AI could predict five types of heart failure
Researchers at UCL used AI tools to categorize five subtypes of heart failure and predict patients’ future mortality risks by analyzing patient data.
Heart failure is a broad term that covers a range of conditions wherein the heart fails to effectively circulate blood throughout the body. Existing methods of categorizing heart failure often fall short in accurately predicting the progression of the disease.
A recent study led by researchers at University College London (UCL) (UK) investigated the use of AI tools to predict the future risk of five subtypes of heart failure in individual patients. By analyzing extensive anonymized patient data from over 300,000 individuals using machine learning, aged 30 years or older and diagnosed with heart failure in the UK over a 20-year period, researchers identified five distinct subtypes. These subtypes include; early onset, late onset, atrial fibrillation related (associated with irregular heart rhythm), metabolic (linked to obesity with a low incidence of cardiovascular disease), and cardiometabolic (linked to obesity and cardiovascular disease).
The research team observed notable differences among the subtypes regarding patients’ mortality risks within the first year following diagnosis. The one-year all-cause mortality risks were; early onset (20%), late-onset (46%), atrial fibrillation related (61%), metabolic (11%), and cardiometabolic (37%).
Further to this analysis, the team then developed an application that clinicians could utilize to potentially determine the specific subtype of heart failure in an individual and their future mortality risks.

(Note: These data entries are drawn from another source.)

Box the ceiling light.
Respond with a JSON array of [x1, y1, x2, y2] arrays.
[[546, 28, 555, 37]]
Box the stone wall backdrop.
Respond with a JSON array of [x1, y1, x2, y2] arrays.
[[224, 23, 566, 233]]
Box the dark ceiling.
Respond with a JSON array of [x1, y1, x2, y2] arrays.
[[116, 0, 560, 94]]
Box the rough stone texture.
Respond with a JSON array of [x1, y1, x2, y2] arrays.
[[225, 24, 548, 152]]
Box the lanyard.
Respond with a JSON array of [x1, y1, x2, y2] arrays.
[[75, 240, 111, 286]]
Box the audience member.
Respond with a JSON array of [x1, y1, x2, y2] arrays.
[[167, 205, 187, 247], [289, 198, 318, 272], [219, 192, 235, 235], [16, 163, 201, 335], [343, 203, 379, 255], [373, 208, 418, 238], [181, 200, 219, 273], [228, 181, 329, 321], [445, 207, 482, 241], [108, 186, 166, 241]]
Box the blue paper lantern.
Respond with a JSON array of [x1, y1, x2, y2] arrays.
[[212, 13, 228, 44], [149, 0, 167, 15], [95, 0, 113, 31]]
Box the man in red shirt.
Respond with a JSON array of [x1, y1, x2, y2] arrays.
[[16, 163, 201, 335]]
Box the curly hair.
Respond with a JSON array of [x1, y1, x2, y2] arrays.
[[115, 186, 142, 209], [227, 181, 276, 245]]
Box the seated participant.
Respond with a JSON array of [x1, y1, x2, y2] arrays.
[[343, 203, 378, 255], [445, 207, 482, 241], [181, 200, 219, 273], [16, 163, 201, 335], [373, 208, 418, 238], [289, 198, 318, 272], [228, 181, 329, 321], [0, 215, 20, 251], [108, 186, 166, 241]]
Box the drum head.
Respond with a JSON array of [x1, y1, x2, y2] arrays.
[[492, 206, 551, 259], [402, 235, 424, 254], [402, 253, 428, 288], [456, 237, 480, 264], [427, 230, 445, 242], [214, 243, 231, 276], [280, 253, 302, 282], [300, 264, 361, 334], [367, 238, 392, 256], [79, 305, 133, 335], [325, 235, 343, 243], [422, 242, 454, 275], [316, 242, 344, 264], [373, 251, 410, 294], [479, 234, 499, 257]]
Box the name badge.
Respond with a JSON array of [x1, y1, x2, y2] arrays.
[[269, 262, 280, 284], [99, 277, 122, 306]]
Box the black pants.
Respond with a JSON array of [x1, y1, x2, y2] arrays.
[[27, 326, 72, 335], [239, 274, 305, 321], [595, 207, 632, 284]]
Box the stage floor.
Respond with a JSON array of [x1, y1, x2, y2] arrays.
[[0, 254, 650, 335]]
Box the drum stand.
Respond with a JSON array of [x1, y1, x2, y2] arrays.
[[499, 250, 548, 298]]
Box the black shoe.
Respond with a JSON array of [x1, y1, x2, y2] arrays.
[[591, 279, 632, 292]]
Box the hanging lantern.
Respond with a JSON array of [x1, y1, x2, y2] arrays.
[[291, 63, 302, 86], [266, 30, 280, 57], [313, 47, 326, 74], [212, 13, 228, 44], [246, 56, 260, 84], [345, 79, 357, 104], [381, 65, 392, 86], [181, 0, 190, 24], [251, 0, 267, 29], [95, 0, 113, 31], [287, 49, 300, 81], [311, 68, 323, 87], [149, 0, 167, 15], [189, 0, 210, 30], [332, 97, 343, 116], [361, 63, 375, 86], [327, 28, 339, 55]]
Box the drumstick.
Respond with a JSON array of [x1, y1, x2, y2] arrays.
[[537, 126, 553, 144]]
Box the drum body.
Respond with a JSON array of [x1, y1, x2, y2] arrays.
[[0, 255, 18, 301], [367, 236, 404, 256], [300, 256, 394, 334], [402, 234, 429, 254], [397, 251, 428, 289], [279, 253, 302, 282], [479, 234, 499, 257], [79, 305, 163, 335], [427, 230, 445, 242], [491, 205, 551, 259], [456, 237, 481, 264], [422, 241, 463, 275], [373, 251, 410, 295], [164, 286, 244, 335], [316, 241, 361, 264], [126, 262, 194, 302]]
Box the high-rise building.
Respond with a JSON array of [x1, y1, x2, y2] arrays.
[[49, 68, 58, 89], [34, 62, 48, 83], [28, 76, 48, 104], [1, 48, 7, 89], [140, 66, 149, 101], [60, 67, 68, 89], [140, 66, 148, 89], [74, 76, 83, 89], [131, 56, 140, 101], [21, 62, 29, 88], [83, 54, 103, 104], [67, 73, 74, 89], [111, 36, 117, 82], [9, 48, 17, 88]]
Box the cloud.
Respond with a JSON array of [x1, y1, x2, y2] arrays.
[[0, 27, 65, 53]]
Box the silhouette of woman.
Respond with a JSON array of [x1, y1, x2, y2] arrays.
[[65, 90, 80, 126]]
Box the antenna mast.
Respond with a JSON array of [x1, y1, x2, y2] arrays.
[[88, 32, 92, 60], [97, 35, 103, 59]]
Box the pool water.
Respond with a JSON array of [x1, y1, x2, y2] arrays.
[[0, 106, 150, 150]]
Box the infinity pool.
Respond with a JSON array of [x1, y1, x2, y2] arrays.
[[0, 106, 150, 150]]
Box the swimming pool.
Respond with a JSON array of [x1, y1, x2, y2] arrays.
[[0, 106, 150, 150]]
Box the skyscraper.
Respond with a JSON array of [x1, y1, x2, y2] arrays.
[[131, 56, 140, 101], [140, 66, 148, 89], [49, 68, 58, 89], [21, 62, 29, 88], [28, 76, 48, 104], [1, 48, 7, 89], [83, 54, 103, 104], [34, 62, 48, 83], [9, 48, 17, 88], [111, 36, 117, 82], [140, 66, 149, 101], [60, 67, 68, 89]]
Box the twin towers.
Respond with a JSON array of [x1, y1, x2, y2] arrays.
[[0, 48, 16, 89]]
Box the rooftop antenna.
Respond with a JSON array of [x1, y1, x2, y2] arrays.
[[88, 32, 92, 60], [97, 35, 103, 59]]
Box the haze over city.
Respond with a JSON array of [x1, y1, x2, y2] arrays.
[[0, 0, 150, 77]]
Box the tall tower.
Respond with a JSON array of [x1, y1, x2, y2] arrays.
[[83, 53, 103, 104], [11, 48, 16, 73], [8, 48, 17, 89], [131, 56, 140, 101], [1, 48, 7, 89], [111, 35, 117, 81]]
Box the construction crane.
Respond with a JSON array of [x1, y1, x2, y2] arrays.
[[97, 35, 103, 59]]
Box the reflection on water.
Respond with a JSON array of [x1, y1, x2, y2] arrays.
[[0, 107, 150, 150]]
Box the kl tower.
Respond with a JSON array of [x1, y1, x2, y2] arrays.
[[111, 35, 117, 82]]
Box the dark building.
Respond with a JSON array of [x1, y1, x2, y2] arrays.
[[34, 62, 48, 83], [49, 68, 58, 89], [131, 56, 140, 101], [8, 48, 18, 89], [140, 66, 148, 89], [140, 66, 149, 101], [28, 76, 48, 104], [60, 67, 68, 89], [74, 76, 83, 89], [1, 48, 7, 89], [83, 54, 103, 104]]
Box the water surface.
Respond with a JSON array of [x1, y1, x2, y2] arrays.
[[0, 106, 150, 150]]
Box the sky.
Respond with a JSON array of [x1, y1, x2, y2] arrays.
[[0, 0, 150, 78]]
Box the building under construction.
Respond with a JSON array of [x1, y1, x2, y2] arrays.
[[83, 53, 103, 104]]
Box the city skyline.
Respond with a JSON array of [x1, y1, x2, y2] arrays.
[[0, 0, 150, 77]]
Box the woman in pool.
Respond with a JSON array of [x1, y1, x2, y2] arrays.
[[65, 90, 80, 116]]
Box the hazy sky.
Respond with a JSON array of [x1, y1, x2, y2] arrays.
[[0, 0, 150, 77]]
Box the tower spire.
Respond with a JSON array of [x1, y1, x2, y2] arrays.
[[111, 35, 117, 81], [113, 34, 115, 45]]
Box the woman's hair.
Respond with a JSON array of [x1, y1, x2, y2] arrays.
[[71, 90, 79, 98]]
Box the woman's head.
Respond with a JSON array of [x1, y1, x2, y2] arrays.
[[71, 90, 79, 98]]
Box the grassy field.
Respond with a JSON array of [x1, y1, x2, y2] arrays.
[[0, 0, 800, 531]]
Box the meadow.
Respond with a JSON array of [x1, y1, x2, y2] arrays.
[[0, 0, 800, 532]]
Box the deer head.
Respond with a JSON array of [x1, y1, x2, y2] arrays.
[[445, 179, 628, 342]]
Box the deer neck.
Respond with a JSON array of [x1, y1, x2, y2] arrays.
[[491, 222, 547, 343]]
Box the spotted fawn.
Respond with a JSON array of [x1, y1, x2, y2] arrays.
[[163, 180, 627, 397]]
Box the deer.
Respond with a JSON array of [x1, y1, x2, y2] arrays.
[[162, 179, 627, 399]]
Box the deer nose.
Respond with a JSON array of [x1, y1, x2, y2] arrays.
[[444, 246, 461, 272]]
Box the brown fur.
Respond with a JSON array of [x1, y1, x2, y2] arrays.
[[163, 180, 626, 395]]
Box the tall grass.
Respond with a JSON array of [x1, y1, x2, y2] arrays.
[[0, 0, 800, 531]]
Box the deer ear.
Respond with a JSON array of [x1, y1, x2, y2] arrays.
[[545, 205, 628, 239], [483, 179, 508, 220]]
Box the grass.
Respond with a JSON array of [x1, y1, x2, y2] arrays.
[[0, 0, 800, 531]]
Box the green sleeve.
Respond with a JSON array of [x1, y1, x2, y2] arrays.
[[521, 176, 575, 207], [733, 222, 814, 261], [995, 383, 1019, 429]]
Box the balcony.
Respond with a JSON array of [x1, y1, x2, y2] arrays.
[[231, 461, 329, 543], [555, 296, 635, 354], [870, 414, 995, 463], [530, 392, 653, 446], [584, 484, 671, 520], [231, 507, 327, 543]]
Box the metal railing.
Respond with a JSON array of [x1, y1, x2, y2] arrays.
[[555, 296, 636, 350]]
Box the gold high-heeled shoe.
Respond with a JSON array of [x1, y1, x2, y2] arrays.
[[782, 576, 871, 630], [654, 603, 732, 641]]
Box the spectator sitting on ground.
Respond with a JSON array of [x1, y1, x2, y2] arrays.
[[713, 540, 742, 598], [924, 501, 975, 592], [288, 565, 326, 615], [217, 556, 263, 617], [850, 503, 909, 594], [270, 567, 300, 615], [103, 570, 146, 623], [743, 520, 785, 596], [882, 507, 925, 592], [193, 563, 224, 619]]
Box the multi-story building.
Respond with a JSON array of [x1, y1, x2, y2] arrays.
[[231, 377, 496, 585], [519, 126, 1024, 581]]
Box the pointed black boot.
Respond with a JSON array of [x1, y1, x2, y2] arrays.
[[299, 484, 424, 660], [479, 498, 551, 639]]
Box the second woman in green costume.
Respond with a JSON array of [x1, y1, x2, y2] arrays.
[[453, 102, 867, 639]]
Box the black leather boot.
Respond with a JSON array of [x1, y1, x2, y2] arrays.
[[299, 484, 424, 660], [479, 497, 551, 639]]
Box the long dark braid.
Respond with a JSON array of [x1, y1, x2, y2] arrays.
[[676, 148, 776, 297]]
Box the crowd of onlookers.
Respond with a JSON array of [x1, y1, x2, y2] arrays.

Professor Amitava Banerjee, the lead author from the UCL Institute of Health and Informatics stated, “We sought to improve how we classify heart failure, with the aim of better understanding the likely course of disease and communicating this to patients. Currently, how the disease progresses is hard to predict for individual patients. Some people will be stable for many years, while others get worse quickly. Better distinctions between types of heart failure may also lead to more targeted treatments and may help us to think in a different way about potential therapies. In this new study, we identified five robust subtypes using multiple machine learning methods and multiple datasets.”
The study employed four distinct methods to categorize cases of heart failure to ensure impartiality and minimize bias potentially caused by using a singular machine learning approach. These methods were applied to data from two large UK primary care datasets, Clinical Practice Research Datalink (CPRD) and The Health Improvement Network (THIN), which covered a 20-year span from 1998 to 2018. These datasets provided a representative sample of the entire UK population, with linked records of hospital admissions and death records, enabling a comprehensive and reliable analysis.
The team also examined genetic data obtained from the UK Biobank study, focusing on 9,573 individuals diagnosed with heart failure. From this, they found a correlation between particular subtypes of heart failure and elevated polygenic risk scores for conditions such as atrial fibrillation and hypertension.
Professor Banerjee concluded, “The next step is to see if this way of classifying heart failure can make a practical difference to patients – whether it improves predictions of risk and the quality of information clinicians provide, and whether it changes patients’ treatment. We also need to know if it would be cost effective. The app we have designed needs to be evaluated in a clinical trial or further research, but could help in routine care.”